Running tests on windows

Matt Mackall mpm at selenic.com
Thu Mar 22 09:20:56 CDT 2012


On Wed, 2012-03-21 at 23:41 +0100, Angel Ezquerra Moreu wrote:
> On Wed, Mar 21, 2012 at 4:25 PM, Mads Kiilerich <mads at kiilerich.com> wrote:
> > On 03/21/2012 04:09 PM, Angel Ezquerra Moreu wrote:
> >>
> >> I think that hackable mercurial was a very big step forward to make it
> >> easier for us windows users to start to contribute. The fact that the
> >> test suite cannot be run as-is is yet another obstacle that I wish was
> >> not there. Even though thanks to your efforts it is now possible to
> >> run part of the test suite on windows, it is not quite as easy as
> >> running it on Linux yet.
> >
> >
> > Really?
> >
> > The test suite _do_ run as-is when you have MSYS. But granted, it requires a
> > posix environment with sh and other tools, something that "all" unix systems
> > have preinstalled.
> 
> That is exactly what I meant, plus the fact that apparently not all
> tests run on windows, even on MSYS.
> 
> > Many Unix users have had problems running from source (and thus running the
> > test suite) because they didn't have a Python development setup and thus
> > couldn't build Mercurial from scratch.
> >
> > I don't see much of a difference.
> 
> Well, on Windows you need Python _plus_ a posix environment.
> 
> > The necessary MSYS packages are easy to install, but they could probably all
> > be bundled in a 'Hackable2' zip. Hint hint ;-)
> 
> :-) Let's see if I get it to work first!
> Does the MinGW license allow that kind of repackaging?
> 
> >> In my opinion there are two things that could make it easier for
> >> windows users to contribute to mercurial:
> >>
> >> 1. Let the test suite run on cygwin, with as little workarounds and
> >> custom setup steps as possible.
> >
> > Why is cygwin better? Is it just because you happen to like it and already
> > have it installed?
> 
> You are partly right. It would be more convenient for me since I
> already use Cygwin. It is also my experience that Cygwin has a greater
> user base,

Umm, no. Indeed, more people may have a Cygwin install than a MinGW
install, but that's not what we care about at all. We primarily care
about testing the _normal Windows API/environment/libraries/filesystem_
and we don't care about supporting Cygwin's emulation weirdness much at
all because their are vastly more generic Windows users. Thus using
MinGW's bash to run shell scripts in an otherwise Windows-like
environment is much more useful.

> For example, I just followed the instruction on the HackableMercurial
> wiki page and I managed to be able to run the tests.
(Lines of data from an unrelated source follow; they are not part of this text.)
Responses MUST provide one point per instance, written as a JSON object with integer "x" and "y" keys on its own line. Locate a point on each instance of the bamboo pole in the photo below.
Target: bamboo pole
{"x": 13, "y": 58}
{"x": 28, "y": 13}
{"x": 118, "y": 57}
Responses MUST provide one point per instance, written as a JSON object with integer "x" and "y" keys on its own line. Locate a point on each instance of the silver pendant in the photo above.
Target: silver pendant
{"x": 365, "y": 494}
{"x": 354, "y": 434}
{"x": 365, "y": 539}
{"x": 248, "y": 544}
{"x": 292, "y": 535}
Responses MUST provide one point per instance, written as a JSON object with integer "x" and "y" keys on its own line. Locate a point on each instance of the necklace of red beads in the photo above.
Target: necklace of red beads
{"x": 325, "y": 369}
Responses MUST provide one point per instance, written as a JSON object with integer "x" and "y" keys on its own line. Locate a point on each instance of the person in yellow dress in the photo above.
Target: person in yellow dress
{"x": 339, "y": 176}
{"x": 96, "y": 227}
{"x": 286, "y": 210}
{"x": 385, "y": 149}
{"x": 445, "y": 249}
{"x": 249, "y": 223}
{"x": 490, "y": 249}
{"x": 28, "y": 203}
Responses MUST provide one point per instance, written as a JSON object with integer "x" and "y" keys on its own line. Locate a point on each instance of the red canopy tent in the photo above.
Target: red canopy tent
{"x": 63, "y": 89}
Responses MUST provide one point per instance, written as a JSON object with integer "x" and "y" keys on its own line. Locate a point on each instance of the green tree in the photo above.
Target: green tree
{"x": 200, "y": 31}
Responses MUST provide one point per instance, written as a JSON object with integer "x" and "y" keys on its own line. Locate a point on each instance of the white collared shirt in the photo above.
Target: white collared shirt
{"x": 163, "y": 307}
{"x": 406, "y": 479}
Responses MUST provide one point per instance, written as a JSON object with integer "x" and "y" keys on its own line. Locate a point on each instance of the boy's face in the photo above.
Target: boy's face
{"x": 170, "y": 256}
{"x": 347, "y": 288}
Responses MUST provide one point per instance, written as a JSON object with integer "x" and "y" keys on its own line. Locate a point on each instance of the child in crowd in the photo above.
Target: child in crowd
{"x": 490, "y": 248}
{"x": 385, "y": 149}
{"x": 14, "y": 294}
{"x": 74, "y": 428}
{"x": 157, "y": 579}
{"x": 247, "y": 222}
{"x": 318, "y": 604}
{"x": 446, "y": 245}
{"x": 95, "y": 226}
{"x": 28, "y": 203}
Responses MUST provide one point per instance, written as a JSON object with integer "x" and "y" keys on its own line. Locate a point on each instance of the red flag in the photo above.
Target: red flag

That is great,
> but then I tried to run the patchbomb test, to verify a change that I
> just did to the patchbomb extension and unfortunatelly that particular
> set of tests does not work. That would not have happened if I was
> using Linux. That may partly explain why there are less Windows
> mercurial hackers.

Really, I think it's cultural. Our user base looks like this:

 Windows >> Mac >> Linux

And our developer base looks like this:

 Linux >> Mac >> Windows

And that situation has persisted for ages. If the potential Windows
contributor/user ratio was even a tenth of what it is on Linux, this
list would be dominated by Windows hackers and we would have blown past
all these obstacles years ago. But instead it took six years before a
frustrated project leader who doesn't even have a copy of Windows
finally got around to building HackableMercurial using Linux + Wine.

And on Mac, there aren't really any excuses. Mercurial installs are
"hackable" out of the box, the test suite runs, and there's a standard,
free compiler. There should be enough Mac developers out there that I
never have to lift a finger to fix Mac bugs and yet we manage to make
releases like 2.1.1 where no one notices it doesn't compile until after
it ships.

-- 
Mathematics is the supreme nostalgia of our time.